В своей глуши мудрец пустынный,
Ярем он барщины старинной
Оброком легким заменил;
И раб судьбу благословил.
Зато в углу своем надулся,
Увидя в этом страшный вред,
Его расчетливый сосед…

И расчетливый сосед был не так уж неправ. Отмена крепостничества, начатки капиталистических отношений в сельской жизни вели к разорению «дворянских гнезд». История — процесс жестокий. Дворянство было первой частью русского народа, получившей собственность, которой еще не умело прибыльно распорядиться, не умело вести «дела» в буржуазном смысле этого слова. Общественная роль дворянства была в другом — в усвоении и разлитии по России европейских идей, европейского просвещения, которые постепенно перенимали и другие слои.
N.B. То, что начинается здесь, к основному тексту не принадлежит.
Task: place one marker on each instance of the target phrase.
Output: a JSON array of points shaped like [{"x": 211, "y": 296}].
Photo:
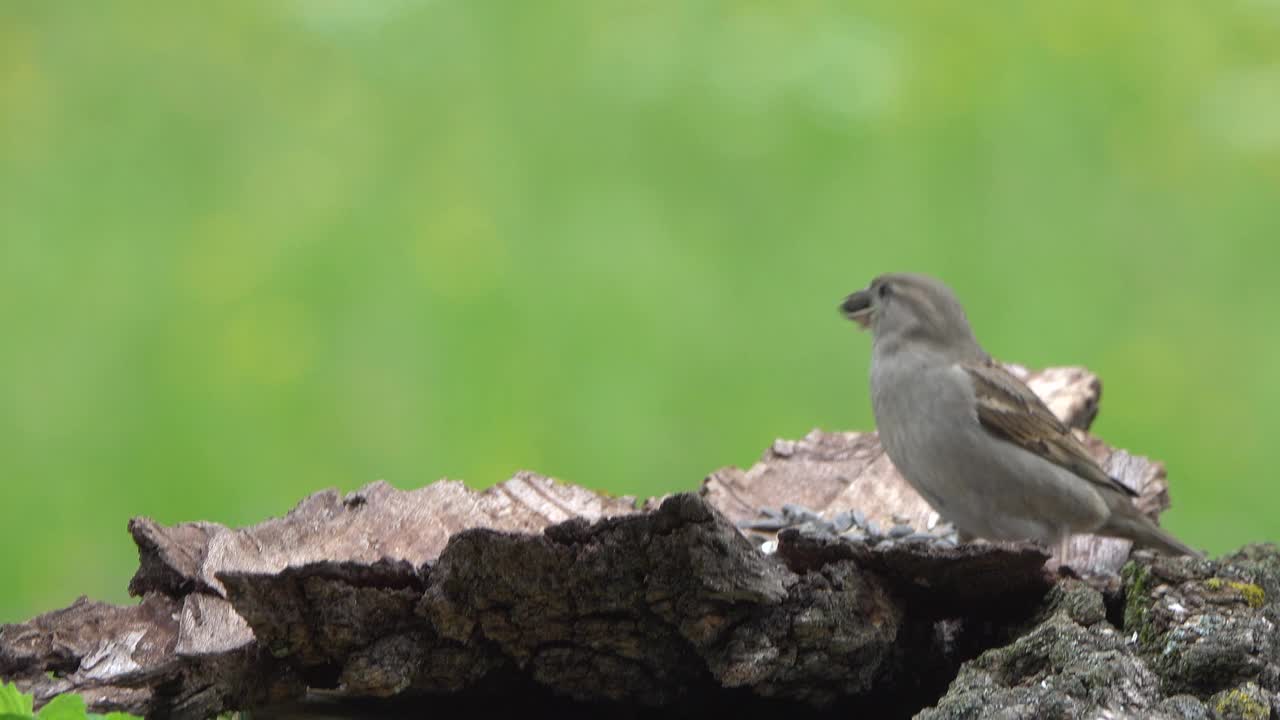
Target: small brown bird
[{"x": 973, "y": 440}]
Но, как уже в конце века показал Чехов (в пьесе «Вишневый сад»), духовно и по возможности телесно живя в Европе («в Париже»), дворянство не сумело заняться буржуазным хозяйствованием и закономерно было вытеснено вчерашними крестьянами, потихоньку становившимися капиталистами. Чехов подхватывает пушкинскую иронию, показывая, что европейское образование недостаточно, когда появляется в жизни реальный делец: ему отдаются дворянские земли. Так что испуг онегинских соседей провиденциален.

Но Пушкин, как мы можем видеть теперь, был прозорливее и «расчетливого соседа», и Чехова, не веря в возможность быстрого укоренения в России европейских буржуазных начал и приобщения страны к цивилизованному образу жизни. Откуда это следует?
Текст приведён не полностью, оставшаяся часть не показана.